The Eating Disorders Coalition claims the bill is a great first step to preventing some of the negative health outcomes that have been directly linked to these types of images. Though the new bill would not force the Federal Trade Commission to take direct action against advertisers, the federal government would study the use of images where subjects’ physical attributes had been tweaked in order to pursue recommendations on what should be done about it.
Several research studies have found that higher exposure to beauty and fashion magazines increase the likelihood that young girls will develop negative body image and eating disorders. In one study, young girls in Fiji had already begun to develop eating disorders and body image issues only three years after western TV was introduced there.

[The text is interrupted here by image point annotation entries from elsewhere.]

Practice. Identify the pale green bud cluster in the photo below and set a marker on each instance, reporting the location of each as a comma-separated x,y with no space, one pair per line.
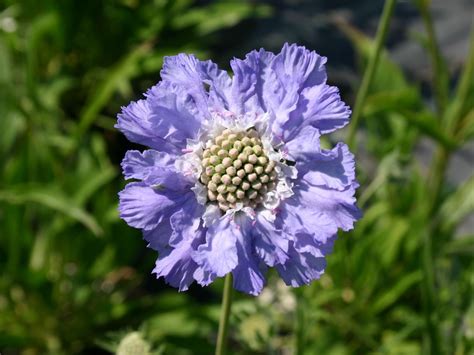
236,169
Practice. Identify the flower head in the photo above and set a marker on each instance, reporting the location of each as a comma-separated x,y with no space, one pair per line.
236,180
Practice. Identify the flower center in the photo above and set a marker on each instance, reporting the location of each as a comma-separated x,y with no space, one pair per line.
237,170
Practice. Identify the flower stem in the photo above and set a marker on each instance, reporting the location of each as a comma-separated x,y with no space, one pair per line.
224,318
370,71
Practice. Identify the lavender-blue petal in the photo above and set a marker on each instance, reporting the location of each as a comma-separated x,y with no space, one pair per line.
136,123
321,107
334,168
144,207
301,268
248,275
270,243
176,264
193,75
219,254
175,116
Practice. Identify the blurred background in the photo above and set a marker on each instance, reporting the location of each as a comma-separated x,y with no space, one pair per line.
75,279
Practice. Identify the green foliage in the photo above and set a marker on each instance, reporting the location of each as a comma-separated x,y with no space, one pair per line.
76,279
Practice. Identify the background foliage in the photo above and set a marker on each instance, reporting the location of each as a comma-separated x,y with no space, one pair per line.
76,279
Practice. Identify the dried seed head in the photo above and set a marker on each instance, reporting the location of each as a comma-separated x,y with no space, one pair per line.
237,170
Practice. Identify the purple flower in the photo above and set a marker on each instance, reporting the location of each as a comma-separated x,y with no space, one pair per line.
235,179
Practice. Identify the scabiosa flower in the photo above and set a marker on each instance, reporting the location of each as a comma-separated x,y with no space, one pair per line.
235,180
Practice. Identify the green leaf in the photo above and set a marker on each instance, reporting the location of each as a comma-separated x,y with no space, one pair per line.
53,200
218,15
394,293
458,205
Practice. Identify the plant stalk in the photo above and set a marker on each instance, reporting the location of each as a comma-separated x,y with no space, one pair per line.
224,318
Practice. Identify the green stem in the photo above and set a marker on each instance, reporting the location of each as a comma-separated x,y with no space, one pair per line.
370,70
300,322
224,318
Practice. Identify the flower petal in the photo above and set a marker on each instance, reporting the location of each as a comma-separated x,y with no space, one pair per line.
144,207
321,107
219,254
334,168
193,75
155,168
337,206
176,264
136,123
301,268
248,274
304,143
297,64
175,116
270,243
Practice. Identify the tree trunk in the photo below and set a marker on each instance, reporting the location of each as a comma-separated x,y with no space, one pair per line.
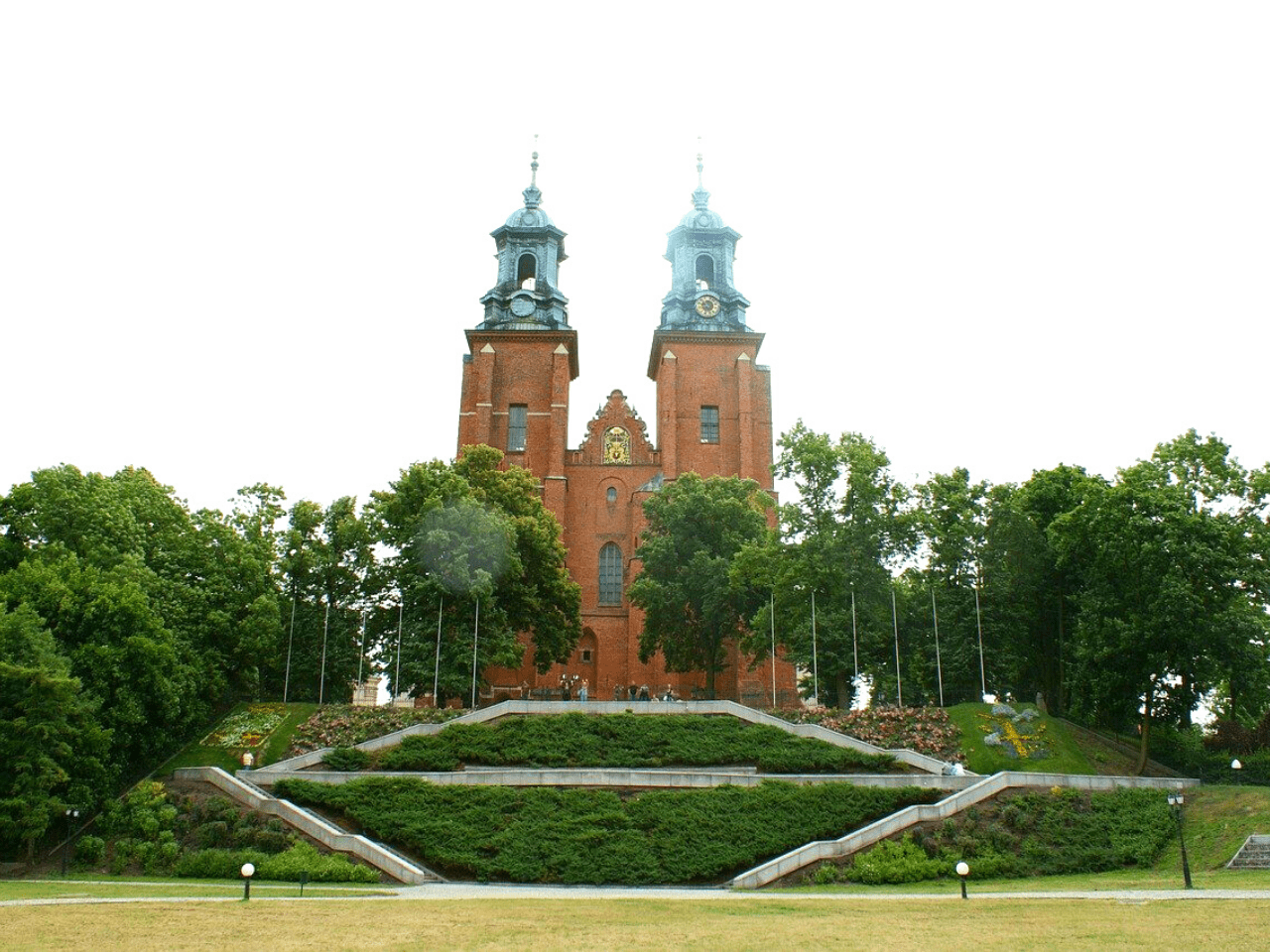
844,688
1144,731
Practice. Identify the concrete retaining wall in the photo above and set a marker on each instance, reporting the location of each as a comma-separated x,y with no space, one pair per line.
621,778
312,825
979,791
928,765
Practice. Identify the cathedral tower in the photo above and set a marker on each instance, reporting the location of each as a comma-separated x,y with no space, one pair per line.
714,403
524,356
714,416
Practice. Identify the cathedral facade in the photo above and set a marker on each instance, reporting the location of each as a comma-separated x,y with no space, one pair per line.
714,416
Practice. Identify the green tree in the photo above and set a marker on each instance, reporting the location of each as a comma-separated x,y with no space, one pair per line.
842,536
952,521
50,742
163,613
691,599
329,578
1029,604
1173,588
467,534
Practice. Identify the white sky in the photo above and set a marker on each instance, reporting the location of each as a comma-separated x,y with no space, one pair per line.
240,241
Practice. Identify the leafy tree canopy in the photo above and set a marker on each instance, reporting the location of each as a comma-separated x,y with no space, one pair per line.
693,602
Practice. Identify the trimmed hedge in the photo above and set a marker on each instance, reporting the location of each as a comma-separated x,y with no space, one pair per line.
1024,834
616,740
303,858
522,834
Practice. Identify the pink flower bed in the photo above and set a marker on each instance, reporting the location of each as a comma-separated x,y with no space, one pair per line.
928,730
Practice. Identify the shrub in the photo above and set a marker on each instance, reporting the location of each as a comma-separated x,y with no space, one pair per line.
305,858
287,867
626,740
594,835
347,760
216,864
896,862
1034,833
90,851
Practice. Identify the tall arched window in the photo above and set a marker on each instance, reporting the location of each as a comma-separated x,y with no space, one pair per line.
705,272
526,272
610,574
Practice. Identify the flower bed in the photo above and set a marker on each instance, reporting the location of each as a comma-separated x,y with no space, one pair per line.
344,725
1015,733
248,729
928,730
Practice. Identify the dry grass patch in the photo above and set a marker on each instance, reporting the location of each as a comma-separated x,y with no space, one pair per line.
720,923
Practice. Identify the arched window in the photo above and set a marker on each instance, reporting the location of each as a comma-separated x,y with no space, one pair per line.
705,272
610,574
526,272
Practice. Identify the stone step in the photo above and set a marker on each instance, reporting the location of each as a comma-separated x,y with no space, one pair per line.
1254,855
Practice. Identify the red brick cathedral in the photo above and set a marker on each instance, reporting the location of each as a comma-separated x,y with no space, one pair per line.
714,416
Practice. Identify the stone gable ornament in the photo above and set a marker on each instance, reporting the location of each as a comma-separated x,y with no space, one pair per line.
617,445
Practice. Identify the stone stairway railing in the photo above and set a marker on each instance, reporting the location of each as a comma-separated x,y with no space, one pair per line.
620,778
310,824
911,758
1254,855
898,821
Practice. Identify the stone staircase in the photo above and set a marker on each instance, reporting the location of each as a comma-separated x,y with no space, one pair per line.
313,825
1254,855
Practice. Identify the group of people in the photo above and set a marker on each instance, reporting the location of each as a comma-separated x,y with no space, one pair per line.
642,693
571,683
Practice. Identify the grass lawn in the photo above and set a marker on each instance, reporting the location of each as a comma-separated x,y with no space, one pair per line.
157,888
1065,753
728,923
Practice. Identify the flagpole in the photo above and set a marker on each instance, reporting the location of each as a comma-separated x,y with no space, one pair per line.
436,669
321,680
816,671
939,667
855,649
771,616
475,638
291,639
362,655
397,679
894,619
978,622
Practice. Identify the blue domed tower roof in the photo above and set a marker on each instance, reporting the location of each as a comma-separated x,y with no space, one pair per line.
530,250
701,250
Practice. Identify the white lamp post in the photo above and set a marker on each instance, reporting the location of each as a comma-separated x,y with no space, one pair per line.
248,873
1175,801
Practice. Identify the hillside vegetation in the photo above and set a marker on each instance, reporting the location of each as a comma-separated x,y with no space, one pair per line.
615,740
595,835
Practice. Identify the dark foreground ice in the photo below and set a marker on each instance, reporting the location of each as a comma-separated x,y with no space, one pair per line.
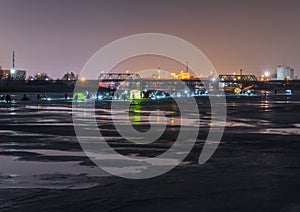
255,168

“The link between false ads and eating disorders becomes increasingly clear every day,” said Rep. Ileana Ros-Lehtinen (R-Fla.), a co-sponsor of the new bill. “We need to instead empower young men and women to have realistic expectations of their bodies.”
But the Federal Trade Commission already has the authority to keep “unfair and deceptive” commerce away from consumers, and Dan Jaffe of the Association of National Advertisers says the federal government already has more than enough power to protect vulnerable communities from false ads. He argues the law as it stands is actually too broad and that eliminating the use of photoshop would be going too far.
“The use of cosmetics and photoshop are widespread practices,” Jaffe says. “It can’t just be the photoshopping that they go after, it would have to be tied to something specific. Are you just going to say that when ever someone photoshops it’s a per se violation? I think that would be going too far.”